Important
NeMo 2.0 is an experimental feature and currently released in the dev container only: nvcr.io/nvidia/nemo:dev. Please refer to NeMo 2.0 overview for information on getting started.
Model Evaluation
NVIDIA provides a simple tool to help evaluate trained checkpoints.

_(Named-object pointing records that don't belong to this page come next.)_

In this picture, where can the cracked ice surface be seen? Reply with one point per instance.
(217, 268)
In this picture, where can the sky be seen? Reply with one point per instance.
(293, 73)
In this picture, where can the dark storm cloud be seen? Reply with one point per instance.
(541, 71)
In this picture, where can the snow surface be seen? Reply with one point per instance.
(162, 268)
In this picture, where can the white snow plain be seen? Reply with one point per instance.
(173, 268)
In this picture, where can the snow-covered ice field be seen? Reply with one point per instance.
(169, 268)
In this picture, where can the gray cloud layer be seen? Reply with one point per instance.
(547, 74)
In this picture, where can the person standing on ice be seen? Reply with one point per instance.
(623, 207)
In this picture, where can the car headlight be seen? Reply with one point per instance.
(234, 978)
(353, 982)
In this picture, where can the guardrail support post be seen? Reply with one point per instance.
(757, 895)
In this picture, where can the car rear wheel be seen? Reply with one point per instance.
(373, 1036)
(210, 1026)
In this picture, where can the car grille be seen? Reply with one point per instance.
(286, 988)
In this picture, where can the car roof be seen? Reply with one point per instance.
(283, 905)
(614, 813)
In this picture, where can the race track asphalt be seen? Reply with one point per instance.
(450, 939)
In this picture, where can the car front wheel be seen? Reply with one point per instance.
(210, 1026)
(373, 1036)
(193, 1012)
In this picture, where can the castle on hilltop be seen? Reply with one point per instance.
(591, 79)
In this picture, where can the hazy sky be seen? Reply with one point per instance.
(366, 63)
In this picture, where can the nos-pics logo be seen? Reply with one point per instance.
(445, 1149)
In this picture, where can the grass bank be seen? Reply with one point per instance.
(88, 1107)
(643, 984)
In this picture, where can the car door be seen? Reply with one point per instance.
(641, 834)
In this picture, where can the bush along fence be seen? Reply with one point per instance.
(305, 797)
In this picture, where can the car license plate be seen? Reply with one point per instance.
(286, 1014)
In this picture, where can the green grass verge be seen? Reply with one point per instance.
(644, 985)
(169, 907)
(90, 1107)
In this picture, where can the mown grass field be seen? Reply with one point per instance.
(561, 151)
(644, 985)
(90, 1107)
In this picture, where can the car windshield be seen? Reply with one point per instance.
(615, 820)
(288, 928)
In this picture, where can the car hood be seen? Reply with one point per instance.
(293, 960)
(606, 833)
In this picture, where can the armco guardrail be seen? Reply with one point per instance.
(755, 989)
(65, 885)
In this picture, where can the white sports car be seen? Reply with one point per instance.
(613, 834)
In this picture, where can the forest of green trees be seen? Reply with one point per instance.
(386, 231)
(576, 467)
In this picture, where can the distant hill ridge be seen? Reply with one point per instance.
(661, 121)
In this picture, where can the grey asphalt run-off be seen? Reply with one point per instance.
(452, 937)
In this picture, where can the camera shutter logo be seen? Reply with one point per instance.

You can evaluate the capabilities of the Nemotron model on the following
ZeroShot downstream evaluation tasks: lambada
, boolq
, race
, piqa
, hellaswag
, winogrande
, wikitext2
, wikitext103
You can also evaluate fine-tuned Nemotron models on squad
tasks.
Run Evaluation
To run evaluation, update
conf/config.yaml
:
defaults:
- evaluation: nemotron/evaluate_all.yaml
stages:
- evaluation
Execute the launcher pipeline:
python3 main.py
.
Configuration Evaluation
You can find default configurations for evaluation in conf/evaluation/nemotron/evaluate_all.yaml
.
To configure evaluation, run the following:
run:
name: ${.eval_name}_${.model_train_name}
time_limit: "4:00:00"
nodes: ${divide_ceil:${evaluation.model.model_parallel_size}, 8} # 8 gpus per node
ntasks_per_node: ${divide_ceil:${evaluation.model.model_parallel_size}, ${.nodes}}
eval_name: eval_all
model_train_name: nemotron
train_dir: ${base_results_dir}/${.model_train_name}
tasks: all_tasks
results_dir: ${base_results_dir}/${.model_train_name}/${.eval_name}
The tasks
parameter sets the evaluation task to execute.. Supported tasks include: lambada, boolq, race, piqa, hellaswag, winogrande, wikitext2, wikitext103, all_tasks. all_tasks
executes all supported evaluation tasks.
Set the appropriate model parallel sizes. For nemotron 340B, use the following values:
model:
model_type: nemo-nemotron
nemo_model: null # specify path to .nemo file, produced when converted interleaved checkpoints
tensor_model_parallel_size: 8
pipeline_model_parallel_size: 2
model_parallel_size: ${multiply:${.tensor_model_parallel_size}, ${.pipeline_model_parallel_size}}
precision: bf16 # must match training precision - 32, 16 or bf16
eval_batch_size: 4
The nemo_model
parameter sets the path to .nemo
checkpoint to run evaluation.
Run Evaluation on PEFT Nemotron Models
To run evaluation on PEFT Nemotron models, update
conf/config.yaml
:
defaults:
- evaluation: peft_nemotron/squad.yaml
stages:
- evaluation
Execute the launcher pipeline:
python3 main.py
.
Configuration Evaluation
You can find default configurations for PEFT Nemotron evaluation in conf/evaluation/peft_nemotron/squad.yaml
To configure evaluation, run the following:
run:
name: eval_${.task_name}_${.model_train_name}
time_limit: "04:00:00"
dependency: "singleton"
convert_name: convert_nemo
model_train_name: nemotron
task_name: "squad" # SQuAD v1.1
convert_dir: ${base_results_dir}/${.model_train_name}/${.convert_name}
fine_tuning_dir: ${base_results_dir}/${.model_train_name}/peft_${.task_name}
results_dir: ${base_results_dir}/${.model_train_name}/peft_${.task_name}_eval
Set PEFT-specific configurations:
peft:
peft_scheme: "ptuning" # can be either adapter,ia3, or ptuning
restore_from_path: ${evaluation.run.fine_tuning_dir}/${.peft_scheme}/megatron_nemotron_peft_tuning-${.peft_scheme}/checkpoints/megatron_nemotron_peft_tuning-{.peft_scheme}.nemo
The peft_scheme
parameter sets the scheme used during fine-tuning.
The restore_from_path
parameter specifies the path to the PEFT checkpoint for evaluation.